En réalité, il n’y a pas de drame. Surtout que derrière, la Côte d’Ivoire joue contre Curaçao qui a certes tenu l’Equateur en échec, mais la Côte d’ivoire entrera dans ce match dans une posture de favori…
Non seulement de favori, mais il se trouve que l’autre résultat, fait que la Cote d’Ivoire est quasiment certaine de passer. La Côte d’Ivoire que nous connaissons. Il ne faut pas qu’elle nous sorte le côté noir. Mais si elle joue comme elle l’a fait sur ces deux matches là, le minimum qu’elle puisse faire sera un match nul. Mais on pense que l’Equateur qui n’a pas battu Curaçao ne battra pas l’Allemagne même si l’Allemagne s’amusait à mettre ses remplaçants. Je ne suis pas sûr ! Il a été désormais démontré que l’Equateur a calé.
Une dernière chose sur ce match. Plusieurs ont dit : « ah non, mais mentalement, les joueurs Africains et dans ce cas la Côte d’Ivoire n’a pas tenu ». Mais de votre point de vue, ce n’est pas la lecture qu’il faut avoir de ce match contre l’Allemagne…

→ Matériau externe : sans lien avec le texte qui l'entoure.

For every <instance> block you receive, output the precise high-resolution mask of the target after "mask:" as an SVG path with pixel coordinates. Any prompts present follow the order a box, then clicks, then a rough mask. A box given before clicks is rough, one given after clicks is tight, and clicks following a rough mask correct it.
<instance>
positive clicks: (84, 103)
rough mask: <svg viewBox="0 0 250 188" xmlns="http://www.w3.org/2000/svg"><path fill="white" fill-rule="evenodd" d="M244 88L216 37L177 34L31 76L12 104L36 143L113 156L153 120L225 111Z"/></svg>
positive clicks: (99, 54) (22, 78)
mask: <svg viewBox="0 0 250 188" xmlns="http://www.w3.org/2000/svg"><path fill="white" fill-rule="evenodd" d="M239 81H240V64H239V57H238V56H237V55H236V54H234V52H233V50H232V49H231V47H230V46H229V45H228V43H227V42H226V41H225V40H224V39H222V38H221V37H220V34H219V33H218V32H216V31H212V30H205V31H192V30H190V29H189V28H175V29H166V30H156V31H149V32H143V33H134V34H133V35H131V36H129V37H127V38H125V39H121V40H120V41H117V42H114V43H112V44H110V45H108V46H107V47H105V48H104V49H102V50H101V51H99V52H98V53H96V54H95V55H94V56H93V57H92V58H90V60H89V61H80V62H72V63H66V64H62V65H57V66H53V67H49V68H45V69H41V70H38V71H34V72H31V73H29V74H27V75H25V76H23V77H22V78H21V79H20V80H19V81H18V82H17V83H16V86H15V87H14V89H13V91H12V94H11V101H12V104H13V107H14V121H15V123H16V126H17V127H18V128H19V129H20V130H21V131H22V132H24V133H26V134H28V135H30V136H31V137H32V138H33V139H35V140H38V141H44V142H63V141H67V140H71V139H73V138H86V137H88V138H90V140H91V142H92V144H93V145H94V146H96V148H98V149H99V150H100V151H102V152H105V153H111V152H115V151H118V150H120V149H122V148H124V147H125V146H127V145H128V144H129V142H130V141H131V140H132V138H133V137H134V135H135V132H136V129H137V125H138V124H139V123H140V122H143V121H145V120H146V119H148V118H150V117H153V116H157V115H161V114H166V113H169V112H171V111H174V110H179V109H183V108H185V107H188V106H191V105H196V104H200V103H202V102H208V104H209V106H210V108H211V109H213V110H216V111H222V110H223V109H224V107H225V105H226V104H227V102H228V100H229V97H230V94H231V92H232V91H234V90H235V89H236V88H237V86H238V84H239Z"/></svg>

On aime répéter certaines banalités. J’ai connu la Côte d’ivoire autrefois. On aurait pu lui reprocher le mental, mas aujourd’hui, on ne peut pas reprocher à l‘équipe de Côte d’Ivoire ce point fondamental. Qu’un joueur n’ait pas été suffisamment en confiance tout seul pour pouvoir frapper son ballon en une touche et ait voulu contrer et ait fait que la Cote d’ivoire manque l’opportunité de tirer au but parce qu’on ne sait pas s’il aurait marqué. Il lui restait le gardien en face. Et des face à face, ça se perd aussi. Ce qui n’est pas toujours une question de mental. Il aurait pu tirer en une touche, ne pas cadrer, tomber sur Neuer ou encore se faire tacler au dernier moment. Il n’a pas fait le bon choix, c’est certain. Ça peut être dû au fait qu’il n’est pas au super niveau de sa confiance. C’est possible. Mais de là à accuser les Ivoiriens sur le plan mental, non ! S’il y a quelque chose qu’on peut dire, c’est simplement qu’évidemment, beaucoup d’équipes Africaines ne sont pas composées d’une totalité de joueurs jouant à ce niveau, à cette intensité, à ce rythme-là à tous les matches de leurs championnats.